Y oyó como un eco de la voz de Apolo.

Me serviré de él en los días venideros...

Temblando de frío, sintió que las oscuras aguas se retiraban y volvió a sí misma como si surgiera a la superficie tras una profunda inmersión. Aún no podía hablar. Los sacerdotes atendían a Crises mientras su propia cabeza descansaba en el regazo de Caris.

Caris la meció cariñosamente.

—No llores, aunque sea terrible la cólera de Apolo, representará para ti un bien verte libre de esa terrible maldición de la presciencia.

¿Cómo podía decirle que no lloraba por la pérdida del don de la profecía ? ¿ O que no era la cólera sino el amor de Apolo lo que temía? No quería ser ella misma un campo de batalla entre los inmortales.

Si Casandra creyó que la reconvención a Crises resolvería algo, estaba equivocada; parecía como si hubiese sido destruida la paz a cambio de nada.

Y no era sólo ella quien se mostraba trastornada. Crises estaba pálido y exhausto. Todavía se le necesitaba en el santuario porque, excepto a ella misma, aun no había enseñado su nuevo método de escritura a alguien que pudiera reemplazar. Había logrado hacerse casi indispensable. La mayoría de los sacerdotes eran ancianos. Con no más de treinta años, él era el único sacerdote de Apolo aún en el apogeo de su vigor.

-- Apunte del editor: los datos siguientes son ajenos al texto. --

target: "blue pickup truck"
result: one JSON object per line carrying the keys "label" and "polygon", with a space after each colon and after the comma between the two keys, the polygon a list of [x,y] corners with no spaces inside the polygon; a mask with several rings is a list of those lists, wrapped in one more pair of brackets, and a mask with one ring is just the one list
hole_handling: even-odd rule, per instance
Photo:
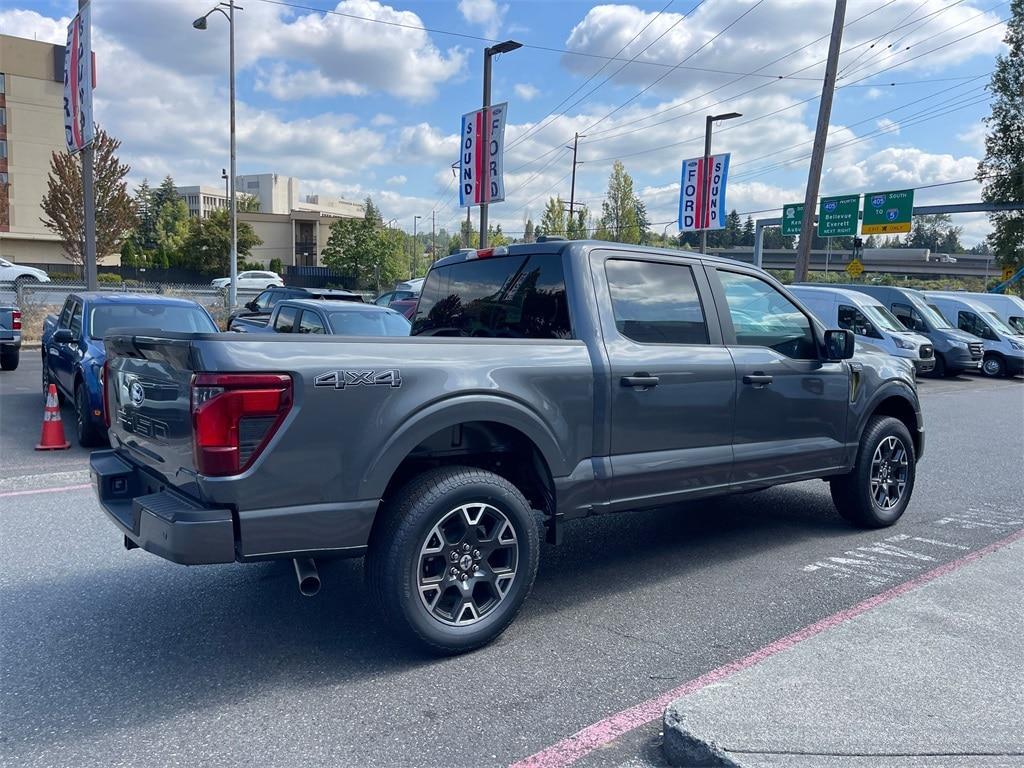
{"label": "blue pickup truck", "polygon": [[105,441],[103,336],[111,329],[217,333],[217,324],[188,299],[142,294],[71,294],[59,315],[43,321],[43,395],[50,383],[75,403],[75,426],[83,446]]}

Cada vez que veía reflejarse el sol en su rubia cabellera recordaba el momento en que le habló con la voz de Apolo. Seguramente, él fue capaz de invocar a Apolo... ¿O fue ella, al clamar contra la impostura, quien hizo aparecer al dios para protegerla de aquel hombre a quien tanto despreciaba? Pero si hubiera sido Apolo, bajo cualquier apariencia terrenal, y ella no se hubiera negado, podría llevar ahora en su seno al hijo del dios. ¿Era eso lo que deseaba? ¿Era ése su destino y lo había rechazado?

De cualquier forma, lo hecho hecho estaba, y podía alegrarse, aunque con cierta amargura, del castigo a la arrogancia de Crises. No es posible burlarse de los inmortales y ahora Crises lo sabía.

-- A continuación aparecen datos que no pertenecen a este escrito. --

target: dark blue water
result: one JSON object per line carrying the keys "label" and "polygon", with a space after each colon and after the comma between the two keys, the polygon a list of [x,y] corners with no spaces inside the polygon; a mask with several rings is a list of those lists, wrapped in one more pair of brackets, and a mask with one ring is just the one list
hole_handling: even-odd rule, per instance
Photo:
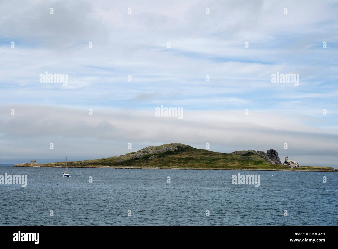
{"label": "dark blue water", "polygon": [[[62,178],[63,171],[0,167],[27,177],[25,187],[0,185],[0,224],[338,223],[337,173],[71,168],[72,177]],[[260,186],[232,184],[238,172],[260,175]]]}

Y también yo. Apolo se ha burlado de mí, que hable con reverencia contra lo que se me pareció una blasfemia, un agravio a las elegidas del Señor del Sol. He sido castigada tanto como el pecador.

No la consolaba que Apolo hubiese intervenido; ya se decía (y desde luego la historia se propaló primero por el templo y después por toda la ciudad), que había rechazado al mismo dios y que por eso Apolo la había maldecido. Sólo quienes se hallaban allí aquella noche sabían la verdad y, pensó desesperadamente, ni siquiera ellos conocían toda la verdad.

Creían que Apolo la había privado del don de la profecía. Pero poseía la presciencia desde su infancia y el Señor del Sol no podía quitársela porque no era él quien se lo había otorgado. Sólo se había asegurado de que sus palabras nunca fuesen creídas.

Tampoco le satisfacía ver a Crises considerado con la misma mezcla de temor y reverencia que ella misma. Al menos una vez al día, e incluso dos o tres, era presa de convulsiones y caía al suelo, estremeciéndose y temblando. Ella había visto, aunque no con frecuencia, comportarse de ese modo a hombres, mujeres e incluso niños; por lo general se los consideraba víctimas o favoritos del dios. Casandra empezó a preguntarse si aquello no sería una enfermedad como cualquier otra, pero ¿por qué Crises no había mostrado antes signos de padecerla?

No la complacían estas dudas y preguntas; de cualquier modo, anhelaba su antigua fe infantil. Se veía constantemente obligada a soportar la compañía de Crises. Al cabo de un tiempo comprendió que el episodio los había ligado en las mentes de la mayoría de los sacerdotes y sacerdotisas, como si ella hubiese cometido realmente la acción infame a la que había tratado de inducirla Crises, en vez de ser ambos víctimas de la ira de Apolo. O de su malicia, pensó.

¿Qué más puede hacerme Apolo? Estoy segura de su amor... ¿Mas en qué consiste? ¿Es mejor su amor que su malevolencia? ¿He de agradecerle que no me hiciese también víctima de las convulsiones?

Un día fue llamada al patio por Criseida, a quien se había confiado la misión de llevar mensajes en el interior del santuario.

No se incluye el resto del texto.